Good luck and I hope this helps.

1 mom found this helpful

I would say there is something seriously wrong with the principal's thought process. My personal opinion is that anyone who doesn't want to allow me access to my child must have something to hide.

1 mom found this helpful

I say it is BS. I am a teacher and parents are always welcome to come to my classroom. The only reason the administrators would ask that a parent would not come is if there is some other motive, like a lawsuit pending. I also teach first grade, by the way. I see no reason as long as you are not trying to observe all the time. Sometimes the parent can cause a disruption, but if you just want to watch for a little while to get a sense of what your child's day is like, I would talk to the teacher and see what her thoughts are.

1 mom found this helpful

I would first check on the districts policy. I bet you will find that the district has a different policy. Most districts allow parents to observe or even visit. You might even try calling the superintendants office. I am assuming this is a public school. If so, anyone who pays school taxes has a right to view the school even if they do not have a child attending.

T.,
I have an issue with that also.
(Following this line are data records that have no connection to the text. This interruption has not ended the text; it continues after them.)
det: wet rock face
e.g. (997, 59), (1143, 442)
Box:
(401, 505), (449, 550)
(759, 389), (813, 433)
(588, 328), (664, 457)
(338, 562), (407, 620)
My youngest daughters school will not let parents sit in a classroom to observe their child. I have fought this for years and have had many meetings with her. It has nothing to do with the confidentiality of the other kids. Her thinking is we are interrupting the class and making the teacher feel uncomfortable. Here is what I have learned if you are a member of the PTA board you can do whatever you want in the school. Our school handed out badges for the board members to come and go as they please. They dont have to check in with the office and be asked a million questions on where we are going, for what, and does the teacher know you are coming? To me this is sad. I have talked with a lot of other parents who have argued the same thing and we have gotten no where. Best bet is to go to the school board and bring it up, and go to a PTA meeting and bring it up. WE all have the right to see how are kids are doing in school and sit in their class to make sure they are acting right, and see how the teacher is teaching, how much time to they get to do work and so on. I can tell you that last year I was on the board of PTA and I could go just to the lunch room, but other PTA members could go whereever. I had had enough and call the prinipal and asked why i was given the third degree about where I was going but other members are not. (Keep in mind I have been a part of this school since my oldest was in 3rd grade who is know a 10th grader and my youngest is know in 2nd grade)Here is what I was told.:Its are policy at **** elem. to keep a quiet learning eniveroment for our students, and should you have a problem with it then I suggest you take it up with the school board. Not every parent has the right to come and go as they please and you should understand that.: Can you believe that? So.. with this beign said take it to the school board and bring it up in a PTA meeting. Get all the parents you know to come and back you on this. Good luck.

Dear T.:

None of my daughter's schools has EVER said anything like that, and we've been at four schools now! My daughter's schools just requested not timing a visit with a test and disrupting class as little as possible and giving them advance notice, of course.

Personally I would go over the principal's head and contact the administration of the school district. You have a right to observe what's going on.